Friday, September 05, 2008

Something to Think About

I got this in an email today. Thought provoking, at least. What do you think?



"We send our children to school at an earlier age than our ancestors did. We provide our children with a minimum of 17 years of formal education (preschool thru college). We spend more income and resources on our children than our ancestors consumed in food and shelter. We provide more organized activities for our children to improve their social skills. Yet, our children take longer to mature / grow up, are more self-centered, and less empathetic towards others.

Today’s typical child is no smarter than a child from 100 years ago or even 200 years ago (although they live much longer). The child may have acquired more knowledge in terms of pure facts but is not capable of performing simple tasks that earlier generations performed without effort or injury.

Generations ago a boy was considered a man when he reached the age of 12, later it was 16, and now today it is 24. Some experts think it is more like 30 after the boy has had some life experiences on his own.
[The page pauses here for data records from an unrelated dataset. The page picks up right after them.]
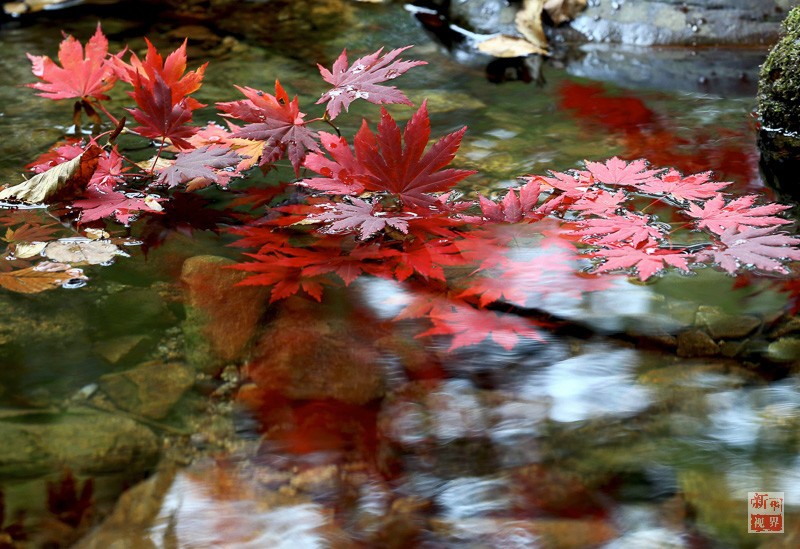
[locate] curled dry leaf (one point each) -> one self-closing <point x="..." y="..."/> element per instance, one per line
<point x="25" y="250"/>
<point x="82" y="251"/>
<point x="43" y="276"/>
<point x="529" y="23"/>
<point x="58" y="180"/>
<point x="509" y="46"/>
<point x="561" y="11"/>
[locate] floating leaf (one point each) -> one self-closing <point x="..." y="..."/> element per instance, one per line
<point x="58" y="180"/>
<point x="43" y="276"/>
<point x="82" y="251"/>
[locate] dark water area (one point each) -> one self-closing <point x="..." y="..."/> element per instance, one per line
<point x="629" y="416"/>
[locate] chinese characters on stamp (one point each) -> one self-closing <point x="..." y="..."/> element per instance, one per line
<point x="765" y="512"/>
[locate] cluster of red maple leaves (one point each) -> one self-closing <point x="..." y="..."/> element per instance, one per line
<point x="386" y="204"/>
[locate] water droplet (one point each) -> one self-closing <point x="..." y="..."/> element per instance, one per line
<point x="74" y="283"/>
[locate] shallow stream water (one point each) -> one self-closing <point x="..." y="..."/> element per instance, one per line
<point x="642" y="421"/>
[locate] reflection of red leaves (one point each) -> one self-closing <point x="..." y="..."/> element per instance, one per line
<point x="470" y="326"/>
<point x="719" y="216"/>
<point x="79" y="76"/>
<point x="387" y="163"/>
<point x="361" y="79"/>
<point x="276" y="121"/>
<point x="756" y="248"/>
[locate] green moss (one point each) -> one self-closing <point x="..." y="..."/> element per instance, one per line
<point x="779" y="82"/>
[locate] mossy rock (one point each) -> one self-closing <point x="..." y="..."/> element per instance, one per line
<point x="779" y="83"/>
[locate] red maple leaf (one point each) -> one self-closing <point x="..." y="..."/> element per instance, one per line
<point x="361" y="79"/>
<point x="616" y="171"/>
<point x="573" y="186"/>
<point x="599" y="202"/>
<point x="470" y="326"/>
<point x="97" y="204"/>
<point x="756" y="248"/>
<point x="359" y="215"/>
<point x="718" y="216"/>
<point x="682" y="189"/>
<point x="203" y="163"/>
<point x="78" y="77"/>
<point x="517" y="205"/>
<point x="388" y="163"/>
<point x="171" y="72"/>
<point x="108" y="172"/>
<point x="615" y="229"/>
<point x="160" y="117"/>
<point x="647" y="260"/>
<point x="276" y="121"/>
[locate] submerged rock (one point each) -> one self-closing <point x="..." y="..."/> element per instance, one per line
<point x="221" y="317"/>
<point x="150" y="389"/>
<point x="89" y="442"/>
<point x="315" y="351"/>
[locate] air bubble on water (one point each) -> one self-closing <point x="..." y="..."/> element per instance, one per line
<point x="74" y="283"/>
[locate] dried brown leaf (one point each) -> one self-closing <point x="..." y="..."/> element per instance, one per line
<point x="58" y="180"/>
<point x="43" y="276"/>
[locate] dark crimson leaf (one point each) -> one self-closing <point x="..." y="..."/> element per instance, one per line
<point x="276" y="121"/>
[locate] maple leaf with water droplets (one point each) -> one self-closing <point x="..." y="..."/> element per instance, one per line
<point x="516" y="205"/>
<point x="360" y="215"/>
<point x="389" y="163"/>
<point x="96" y="204"/>
<point x="682" y="189"/>
<point x="361" y="79"/>
<point x="159" y="115"/>
<point x="571" y="186"/>
<point x="616" y="171"/>
<point x="274" y="120"/>
<point x="199" y="163"/>
<point x="760" y="248"/>
<point x="718" y="216"/>
<point x="600" y="203"/>
<point x="171" y="71"/>
<point x="79" y="77"/>
<point x="648" y="261"/>
<point x="615" y="229"/>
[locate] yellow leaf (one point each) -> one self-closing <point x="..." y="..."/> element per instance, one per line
<point x="43" y="276"/>
<point x="74" y="173"/>
<point x="529" y="23"/>
<point x="508" y="46"/>
<point x="249" y="148"/>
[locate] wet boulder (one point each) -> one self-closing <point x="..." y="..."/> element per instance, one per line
<point x="779" y="110"/>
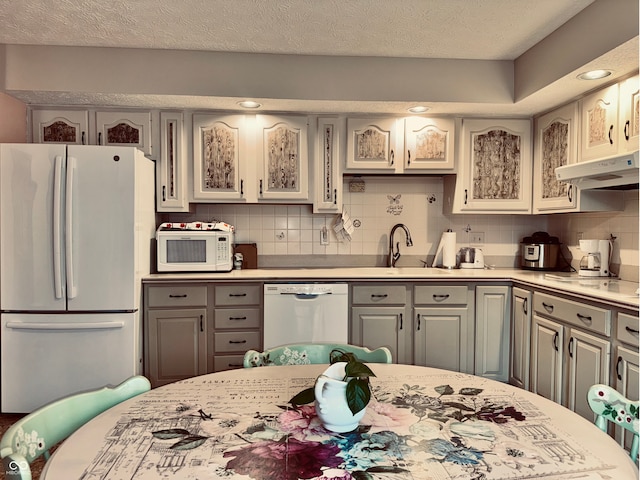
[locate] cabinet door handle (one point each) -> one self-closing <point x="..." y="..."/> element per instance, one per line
<point x="618" y="374"/>
<point x="626" y="130"/>
<point x="584" y="318"/>
<point x="611" y="134"/>
<point x="440" y="297"/>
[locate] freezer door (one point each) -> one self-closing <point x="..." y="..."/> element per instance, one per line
<point x="45" y="357"/>
<point x="101" y="223"/>
<point x="32" y="276"/>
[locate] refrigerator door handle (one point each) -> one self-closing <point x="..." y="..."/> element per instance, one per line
<point x="57" y="227"/>
<point x="64" y="326"/>
<point x="72" y="290"/>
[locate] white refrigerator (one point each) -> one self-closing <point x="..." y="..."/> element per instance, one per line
<point x="76" y="227"/>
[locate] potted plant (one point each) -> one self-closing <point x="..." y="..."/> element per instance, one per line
<point x="341" y="393"/>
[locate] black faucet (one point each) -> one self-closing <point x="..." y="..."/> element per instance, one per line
<point x="394" y="256"/>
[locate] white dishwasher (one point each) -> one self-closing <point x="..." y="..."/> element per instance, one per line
<point x="305" y="313"/>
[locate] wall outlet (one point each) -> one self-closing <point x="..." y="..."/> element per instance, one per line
<point x="476" y="238"/>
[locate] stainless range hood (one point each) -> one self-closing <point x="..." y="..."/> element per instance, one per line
<point x="611" y="173"/>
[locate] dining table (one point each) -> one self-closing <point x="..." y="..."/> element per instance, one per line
<point x="421" y="423"/>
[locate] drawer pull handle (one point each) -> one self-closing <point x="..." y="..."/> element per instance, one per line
<point x="440" y="297"/>
<point x="584" y="318"/>
<point x="632" y="331"/>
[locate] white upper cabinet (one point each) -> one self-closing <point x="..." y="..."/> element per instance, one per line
<point x="599" y="137"/>
<point x="429" y="143"/>
<point x="372" y="144"/>
<point x="495" y="168"/>
<point x="283" y="157"/>
<point x="328" y="171"/>
<point x="629" y="115"/>
<point x="70" y="127"/>
<point x="171" y="171"/>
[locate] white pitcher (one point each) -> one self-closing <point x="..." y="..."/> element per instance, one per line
<point x="331" y="401"/>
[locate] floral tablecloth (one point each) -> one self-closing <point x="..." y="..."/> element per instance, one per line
<point x="423" y="424"/>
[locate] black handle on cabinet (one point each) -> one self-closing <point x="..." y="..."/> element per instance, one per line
<point x="610" y="135"/>
<point x="584" y="318"/>
<point x="633" y="331"/>
<point x="440" y="297"/>
<point x="618" y="368"/>
<point x="626" y="130"/>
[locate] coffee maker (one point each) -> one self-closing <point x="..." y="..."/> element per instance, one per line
<point x="595" y="262"/>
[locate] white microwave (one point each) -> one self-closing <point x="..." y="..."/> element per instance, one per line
<point x="194" y="251"/>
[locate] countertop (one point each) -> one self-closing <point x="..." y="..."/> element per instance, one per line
<point x="619" y="292"/>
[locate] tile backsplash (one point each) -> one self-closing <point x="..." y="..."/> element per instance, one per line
<point x="290" y="235"/>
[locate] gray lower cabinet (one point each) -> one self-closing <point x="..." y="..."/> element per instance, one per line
<point x="379" y="318"/>
<point x="493" y="326"/>
<point x="520" y="337"/>
<point x="443" y="330"/>
<point x="175" y="326"/>
<point x="570" y="350"/>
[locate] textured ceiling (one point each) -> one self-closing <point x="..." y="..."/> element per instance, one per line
<point x="452" y="29"/>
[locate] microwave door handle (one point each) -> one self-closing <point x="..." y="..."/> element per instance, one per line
<point x="72" y="290"/>
<point x="57" y="227"/>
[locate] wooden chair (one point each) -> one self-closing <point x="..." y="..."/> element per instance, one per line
<point x="304" y="354"/>
<point x="34" y="434"/>
<point x="610" y="405"/>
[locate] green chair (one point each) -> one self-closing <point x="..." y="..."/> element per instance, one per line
<point x="304" y="354"/>
<point x="610" y="405"/>
<point x="34" y="434"/>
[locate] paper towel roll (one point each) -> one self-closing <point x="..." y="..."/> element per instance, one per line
<point x="447" y="247"/>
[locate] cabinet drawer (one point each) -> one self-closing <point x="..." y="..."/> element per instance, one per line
<point x="586" y="316"/>
<point x="238" y="295"/>
<point x="440" y="295"/>
<point x="236" y="341"/>
<point x="227" y="362"/>
<point x="379" y="294"/>
<point x="627" y="330"/>
<point x="177" y="296"/>
<point x="237" y="318"/>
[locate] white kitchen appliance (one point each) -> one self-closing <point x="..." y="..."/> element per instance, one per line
<point x="595" y="262"/>
<point x="76" y="228"/>
<point x="195" y="247"/>
<point x="305" y="313"/>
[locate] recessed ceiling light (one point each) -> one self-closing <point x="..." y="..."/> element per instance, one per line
<point x="249" y="104"/>
<point x="418" y="109"/>
<point x="594" y="74"/>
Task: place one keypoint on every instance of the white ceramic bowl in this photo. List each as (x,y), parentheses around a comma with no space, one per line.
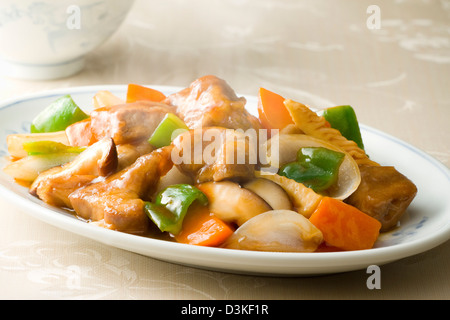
(48,39)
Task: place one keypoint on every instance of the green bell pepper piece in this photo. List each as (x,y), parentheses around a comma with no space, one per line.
(58,116)
(49,147)
(343,118)
(171,206)
(316,168)
(169,128)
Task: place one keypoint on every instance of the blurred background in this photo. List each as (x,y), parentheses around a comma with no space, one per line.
(320,52)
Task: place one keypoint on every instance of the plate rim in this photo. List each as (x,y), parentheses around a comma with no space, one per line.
(121,240)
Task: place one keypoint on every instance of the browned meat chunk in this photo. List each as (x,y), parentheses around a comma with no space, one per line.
(215,154)
(55,185)
(118,201)
(384,194)
(129,123)
(211,102)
In our effort to provide and protect for our children, have we abdicated our responsibility as parents / mentors to provide our children with real meaningful growth? Is not the acquisition of knowledge without real world application just trivia?

If this is evolution, then it would appear that we are headed to a very peaceful, self-serving destruction. Or is this a form of de-evolution? Where as parents, we accept less responsibility for our children and require others to share the burdens of our decisions. Where our children proclaim ignorance of the facts even though they have been schooled in these facts for more than 2 decades.

If as parents, we want our children to mature / grow-up as nature intended it (and not when they feel like it) then should we not also grow-up and accept the responsibility for the gifts that were given to us? If there is to be any hope for our children in this world, should we not set the correct example?

Remember this when you are washing the clothes for your 30 year old son or paying the bills for 30 year old daughter. Remember this when your children won’t help you because they can’t be bothered with your problems or when they put you in a home because it is easier than physically caring for you.

Being a parent may be choice. But once you have made that the choice, it’s a lifetime responsibility. For ever and ever, till the day you expire."

4 comments:

Mirjam said...

Yes, interesting...:o)

We will see what will happen to our boys :oD

Mirjam :o), homeschooling three boys in the Netherlands and trying to catch up with your blogging :o))

Kristin said...

That's hard to argue with. It's a sad commentary on the children and parents of this country. It's funny how worried parents are that their children have "fun" and other "experiences", but they don't teach them how to be a grown-up. Great reminder!

K said...

Very true! This will be something to think about as my husband and I start our family. I think it's really sad how this generation is so self-serving and spoiled. I'm not proud of it.

Michelle said...

Are we abdicating our responsibility, or loosing sight of how far the responsibility goes?

Yes, it's a shame when a 40 year old won't leave the house, but does this commentary take into account the proportional increases in the costs of living alone? What happens when going away to college to learn how to live on your own becomes financially impossible? When said children totally screw up and rack up so much debt that they want to commit suicide - how would you feel if you practiced that and they went through with it?

I think that these are things to think about, but not necessarily cut and dried.

Wandering emails like the one you have posted often are written from a specific point of view and are designed to elicit certain responses.

What would be the alternative? I'm not willing to bet that anyone who reads you will be willing to ceremonially shove their kids out the door on their 18th birthday. As much as we'd like to say that we would, we probably won't.